What time do you think you’ll be home?’ Aileen asked as she slipped her car key into the ignition.

‘Not too late, I hope,’ said Bob. ‘You can still come with me, you know.’

‘Thanks, but no thanks; I’ve got some paperwork to get through and if I can do it tonight it’ll free up some time at the weekend. Plus, the kids need some time too. And anyway,’ she added, ‘you’ll have your big kid to keep you company.’

‘Are you still going to Glasgow for your constituency surgery tomorrow?’

‘I have to, otherwise the voters will be forgetting what I look like.’ She looked up at him. ‘You did know what you were signing up for when you married me, didn’t you?’

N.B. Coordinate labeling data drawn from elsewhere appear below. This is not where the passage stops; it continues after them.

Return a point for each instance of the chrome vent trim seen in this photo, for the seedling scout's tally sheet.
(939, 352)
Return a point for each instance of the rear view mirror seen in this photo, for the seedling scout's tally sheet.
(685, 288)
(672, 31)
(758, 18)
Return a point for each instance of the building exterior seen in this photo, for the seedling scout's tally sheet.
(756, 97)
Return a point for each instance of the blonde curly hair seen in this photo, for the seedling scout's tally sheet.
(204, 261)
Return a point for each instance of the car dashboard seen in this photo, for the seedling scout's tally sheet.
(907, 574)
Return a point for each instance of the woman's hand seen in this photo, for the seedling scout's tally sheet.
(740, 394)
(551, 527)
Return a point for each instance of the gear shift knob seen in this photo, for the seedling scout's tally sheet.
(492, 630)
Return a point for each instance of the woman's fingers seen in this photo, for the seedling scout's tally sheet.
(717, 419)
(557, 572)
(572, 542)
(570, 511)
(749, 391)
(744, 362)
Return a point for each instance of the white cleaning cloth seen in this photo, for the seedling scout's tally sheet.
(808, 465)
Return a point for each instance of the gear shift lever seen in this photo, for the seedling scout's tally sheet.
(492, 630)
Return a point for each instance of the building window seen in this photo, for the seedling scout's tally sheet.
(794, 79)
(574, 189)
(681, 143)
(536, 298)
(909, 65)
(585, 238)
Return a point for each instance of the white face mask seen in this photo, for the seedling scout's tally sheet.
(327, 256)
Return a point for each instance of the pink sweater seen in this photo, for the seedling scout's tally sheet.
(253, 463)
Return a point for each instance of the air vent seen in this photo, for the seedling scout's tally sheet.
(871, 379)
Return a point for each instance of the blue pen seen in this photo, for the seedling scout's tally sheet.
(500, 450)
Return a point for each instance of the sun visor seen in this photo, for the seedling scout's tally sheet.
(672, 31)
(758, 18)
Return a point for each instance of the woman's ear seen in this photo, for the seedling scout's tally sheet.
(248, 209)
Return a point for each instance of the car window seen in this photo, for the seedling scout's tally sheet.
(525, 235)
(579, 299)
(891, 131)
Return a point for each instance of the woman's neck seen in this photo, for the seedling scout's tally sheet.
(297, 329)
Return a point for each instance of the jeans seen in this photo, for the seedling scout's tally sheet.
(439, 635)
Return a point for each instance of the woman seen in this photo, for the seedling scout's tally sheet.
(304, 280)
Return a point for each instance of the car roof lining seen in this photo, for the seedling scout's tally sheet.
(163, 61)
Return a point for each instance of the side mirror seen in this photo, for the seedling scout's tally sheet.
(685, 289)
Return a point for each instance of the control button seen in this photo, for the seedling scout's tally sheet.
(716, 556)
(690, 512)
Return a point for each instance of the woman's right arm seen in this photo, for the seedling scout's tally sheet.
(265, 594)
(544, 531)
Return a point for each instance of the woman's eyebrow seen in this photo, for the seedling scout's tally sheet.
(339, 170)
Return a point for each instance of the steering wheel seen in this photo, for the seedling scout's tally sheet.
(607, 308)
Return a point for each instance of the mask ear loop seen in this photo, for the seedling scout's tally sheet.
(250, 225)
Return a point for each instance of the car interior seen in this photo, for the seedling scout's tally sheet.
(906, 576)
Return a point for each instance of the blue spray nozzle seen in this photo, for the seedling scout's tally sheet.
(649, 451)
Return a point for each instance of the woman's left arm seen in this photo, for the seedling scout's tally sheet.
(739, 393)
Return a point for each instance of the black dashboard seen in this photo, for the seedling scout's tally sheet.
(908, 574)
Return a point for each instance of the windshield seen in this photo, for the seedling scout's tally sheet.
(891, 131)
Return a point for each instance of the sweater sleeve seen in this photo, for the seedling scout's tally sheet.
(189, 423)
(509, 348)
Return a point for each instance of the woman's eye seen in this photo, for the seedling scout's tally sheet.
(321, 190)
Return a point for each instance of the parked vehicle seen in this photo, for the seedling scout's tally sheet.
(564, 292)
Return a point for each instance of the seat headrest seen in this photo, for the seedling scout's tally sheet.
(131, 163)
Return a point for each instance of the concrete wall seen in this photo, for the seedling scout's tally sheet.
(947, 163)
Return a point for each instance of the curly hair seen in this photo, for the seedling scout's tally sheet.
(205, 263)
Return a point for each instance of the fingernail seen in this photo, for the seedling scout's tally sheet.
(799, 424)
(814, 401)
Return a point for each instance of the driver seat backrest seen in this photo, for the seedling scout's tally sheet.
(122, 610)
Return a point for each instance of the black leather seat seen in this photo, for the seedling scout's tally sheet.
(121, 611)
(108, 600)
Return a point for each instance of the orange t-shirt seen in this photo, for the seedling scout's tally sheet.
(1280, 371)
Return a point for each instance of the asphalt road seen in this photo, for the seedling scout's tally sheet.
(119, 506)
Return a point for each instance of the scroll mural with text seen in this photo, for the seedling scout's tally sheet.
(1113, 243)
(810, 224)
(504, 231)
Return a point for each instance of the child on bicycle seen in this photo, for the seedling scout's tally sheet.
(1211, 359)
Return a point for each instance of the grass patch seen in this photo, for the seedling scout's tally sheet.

‘Just as you did with me. We’re a popular couple, eh, if you know your classics; politician and policeman, woman of the people and man of the people.’

He closed the door gently, watching her with a smile as she reversed out of the visitor parking space and drove down the slope towards the exit, reflecting on the twists and turns that life can bring. They had met for the first time in the building behind him, when Aileen had been deputy Justice Minister in a previous Scottish administration, before the fall of Thomas Murtagh, MSP, her predecessor as First Minister, and her own rapid rise to the top job. He had been attracted at first sight. His marriage to Sarah had been far down the road to failure at that time, but his secret suspicion, voiced only to Aileen herself, on their brief honeymoon, was that he would have fallen for her even if it had been stable.

‘In that case, Skinner,’ she had replied, ‘you’d have had no chance. I’d my reputation to consider.’

‘True?’

‘No; not for a second.’

Bob Skinner did not do guilt, as a rule, but he still felt a few twinges over Sarah. He recognised that he had put as many holes in their marriage as she had. If he had made more allowances for the fact that she was an American in an alien world. . If he had been willing to put her first. . There had been an occasion when he had been invited to dinner by a friend from the US Embassy, and had been offered, straight out, there and then, a two-year secondment to the FBI with the possibility of a permanent post. That would have put him in a whole new world, but he had turned it down flat, without even mentioning it to his wife.

His fluttering conscience did not stop him from being happy, though. His one concern was that Sarah should find her own contentment and so when he had learned, not from her, but from his son Mark, that she had ended her last relationship, it had set him worrying.